Abstract:
Intestinal fibrosis is a common complication of Crohn\'s disease and characterized by excessive extracellular matrix (ECM) deposition. The aryl hydrocarbon receptor (AhR) detects micronutrients and microbial metabolites in diet and can attenuate intestinal fibrosis with unclear mechanisms. In this study, AhR activation was demonstrated to downregulate the transcription of collagen I and fibronectin in a Sp1- but not Sp3- or AP-1-dependent manner. A suppressed fatty acid synthesis was highlighted using untargeted metabolomics analyses, and synthetic products, palmitic acid (PA), were used as the intermediary agent. After a screening study, fatty acid synthase (FASN) was identified as the main targeted protein, and AhR activation regulated \"HDAC3-acetylation\" signals but not glycosylation to enhance FASN degradation. Furthermore, results of bioinformatics analysis and others showed that after being activated, AhR targeted miR-193a-3p to control HDAC3 transcription. Collectively, AhR activation inhibited ECM deposition and alleviated intestinal fibrosis by limiting fatty acid synthesis subsequent to the inhibition of \"miR-193a-3p-HDAC3-FASN\" signals.
摘要:
肠纤维化是克罗恩病的常见并发症,其特征是细胞外基质(ECM)沉积过多。芳香烃受体(AhR)可检测饮食中的微量营养素和微生物代谢产物,并可在不清楚的机制下减轻肠纤维化。
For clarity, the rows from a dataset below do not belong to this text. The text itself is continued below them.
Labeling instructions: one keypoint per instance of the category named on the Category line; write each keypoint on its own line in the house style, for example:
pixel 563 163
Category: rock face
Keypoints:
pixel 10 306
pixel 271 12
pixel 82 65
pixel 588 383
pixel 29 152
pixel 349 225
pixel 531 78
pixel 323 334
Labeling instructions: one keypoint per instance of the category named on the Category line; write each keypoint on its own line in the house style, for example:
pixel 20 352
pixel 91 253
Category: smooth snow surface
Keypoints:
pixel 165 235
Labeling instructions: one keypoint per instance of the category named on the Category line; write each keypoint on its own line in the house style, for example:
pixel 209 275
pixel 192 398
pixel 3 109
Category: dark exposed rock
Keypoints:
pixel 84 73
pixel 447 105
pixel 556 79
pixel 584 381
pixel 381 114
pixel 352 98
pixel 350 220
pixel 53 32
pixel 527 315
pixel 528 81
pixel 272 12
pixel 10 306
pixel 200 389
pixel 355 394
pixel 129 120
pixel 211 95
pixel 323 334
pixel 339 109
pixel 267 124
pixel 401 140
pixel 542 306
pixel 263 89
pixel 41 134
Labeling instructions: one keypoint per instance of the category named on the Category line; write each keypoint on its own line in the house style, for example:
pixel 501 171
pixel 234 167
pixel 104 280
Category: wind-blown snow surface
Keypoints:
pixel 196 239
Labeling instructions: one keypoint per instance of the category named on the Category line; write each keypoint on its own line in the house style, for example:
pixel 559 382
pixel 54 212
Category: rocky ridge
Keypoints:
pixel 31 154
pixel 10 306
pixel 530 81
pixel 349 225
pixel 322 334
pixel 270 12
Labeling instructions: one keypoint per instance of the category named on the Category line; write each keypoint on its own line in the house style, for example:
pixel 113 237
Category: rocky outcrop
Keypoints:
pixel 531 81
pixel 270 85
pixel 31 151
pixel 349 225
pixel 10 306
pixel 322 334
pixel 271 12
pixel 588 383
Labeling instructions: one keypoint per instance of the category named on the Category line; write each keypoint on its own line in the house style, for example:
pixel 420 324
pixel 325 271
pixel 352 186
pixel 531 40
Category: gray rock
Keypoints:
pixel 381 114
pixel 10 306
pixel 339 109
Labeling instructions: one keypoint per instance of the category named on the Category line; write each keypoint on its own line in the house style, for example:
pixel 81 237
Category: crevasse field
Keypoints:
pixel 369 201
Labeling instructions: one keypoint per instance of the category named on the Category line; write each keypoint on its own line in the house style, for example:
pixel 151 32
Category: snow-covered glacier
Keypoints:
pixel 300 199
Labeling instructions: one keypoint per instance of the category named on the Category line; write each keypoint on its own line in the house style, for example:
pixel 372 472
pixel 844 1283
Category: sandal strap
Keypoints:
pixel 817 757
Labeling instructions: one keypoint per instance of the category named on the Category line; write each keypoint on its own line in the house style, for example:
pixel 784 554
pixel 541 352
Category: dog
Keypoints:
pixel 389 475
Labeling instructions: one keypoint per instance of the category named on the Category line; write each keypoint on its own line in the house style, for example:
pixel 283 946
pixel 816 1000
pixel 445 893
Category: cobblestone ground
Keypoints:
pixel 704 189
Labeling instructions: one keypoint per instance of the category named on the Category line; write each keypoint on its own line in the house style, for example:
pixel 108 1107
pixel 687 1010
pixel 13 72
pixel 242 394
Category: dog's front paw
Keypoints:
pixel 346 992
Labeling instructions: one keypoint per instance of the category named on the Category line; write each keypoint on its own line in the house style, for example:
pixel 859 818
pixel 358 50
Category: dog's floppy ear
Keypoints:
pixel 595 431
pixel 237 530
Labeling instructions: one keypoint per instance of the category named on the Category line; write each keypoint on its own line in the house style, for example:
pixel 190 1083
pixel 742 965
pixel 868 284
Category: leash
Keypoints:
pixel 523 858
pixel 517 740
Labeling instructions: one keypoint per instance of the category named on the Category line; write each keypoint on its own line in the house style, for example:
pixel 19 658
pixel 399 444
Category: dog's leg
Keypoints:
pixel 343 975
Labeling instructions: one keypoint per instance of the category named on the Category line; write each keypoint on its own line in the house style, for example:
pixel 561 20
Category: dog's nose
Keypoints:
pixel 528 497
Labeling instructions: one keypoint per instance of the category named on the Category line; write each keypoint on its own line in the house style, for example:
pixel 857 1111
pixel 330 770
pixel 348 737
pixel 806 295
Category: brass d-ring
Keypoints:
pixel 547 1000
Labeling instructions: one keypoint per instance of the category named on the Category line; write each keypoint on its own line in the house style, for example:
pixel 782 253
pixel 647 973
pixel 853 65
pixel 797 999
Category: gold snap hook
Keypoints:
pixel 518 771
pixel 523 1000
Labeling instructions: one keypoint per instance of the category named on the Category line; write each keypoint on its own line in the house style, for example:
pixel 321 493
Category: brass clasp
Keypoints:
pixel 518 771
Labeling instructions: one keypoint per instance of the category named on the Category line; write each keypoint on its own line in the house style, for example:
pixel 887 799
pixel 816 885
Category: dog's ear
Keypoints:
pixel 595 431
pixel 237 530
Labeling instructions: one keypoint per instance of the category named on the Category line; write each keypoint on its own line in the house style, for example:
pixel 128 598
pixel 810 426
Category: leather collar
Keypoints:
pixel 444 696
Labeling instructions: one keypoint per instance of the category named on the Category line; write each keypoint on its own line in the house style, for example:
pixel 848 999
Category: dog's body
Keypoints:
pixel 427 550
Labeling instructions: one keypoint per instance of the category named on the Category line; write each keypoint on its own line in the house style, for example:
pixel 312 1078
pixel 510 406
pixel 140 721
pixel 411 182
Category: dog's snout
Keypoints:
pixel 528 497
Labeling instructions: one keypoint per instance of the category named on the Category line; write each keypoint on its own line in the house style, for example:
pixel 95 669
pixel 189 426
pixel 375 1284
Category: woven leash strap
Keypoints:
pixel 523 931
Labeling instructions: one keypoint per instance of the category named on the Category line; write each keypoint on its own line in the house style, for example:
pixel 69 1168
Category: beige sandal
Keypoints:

在这项研究中,AhR激活被证明以Sp1-而不是Sp3-或AP-1依赖性方式下调胶原蛋白I和纤连蛋白的转录。使用非靶向代谢组学分析突出了抑制的脂肪酸合成,和合成产品,棕榈酸(PA),被用作中介。经过筛选研究,脂肪酸合成酶(FASN)被确定为主要的靶向蛋白,和AhR激活调节“HDAC3-乙酰化”信号但不糖基化以增强FASN降解。此外,生物信息学分析等结果表明,被激活后,AhR靶向miR-193a-3p以控制HDAC3转录。总的来说,AhR激活通过在抑制“miR-193a-3p-HDAC3-FASN”信号后限制脂肪酸合成来抑制ECM沉积并减轻肠纤维化。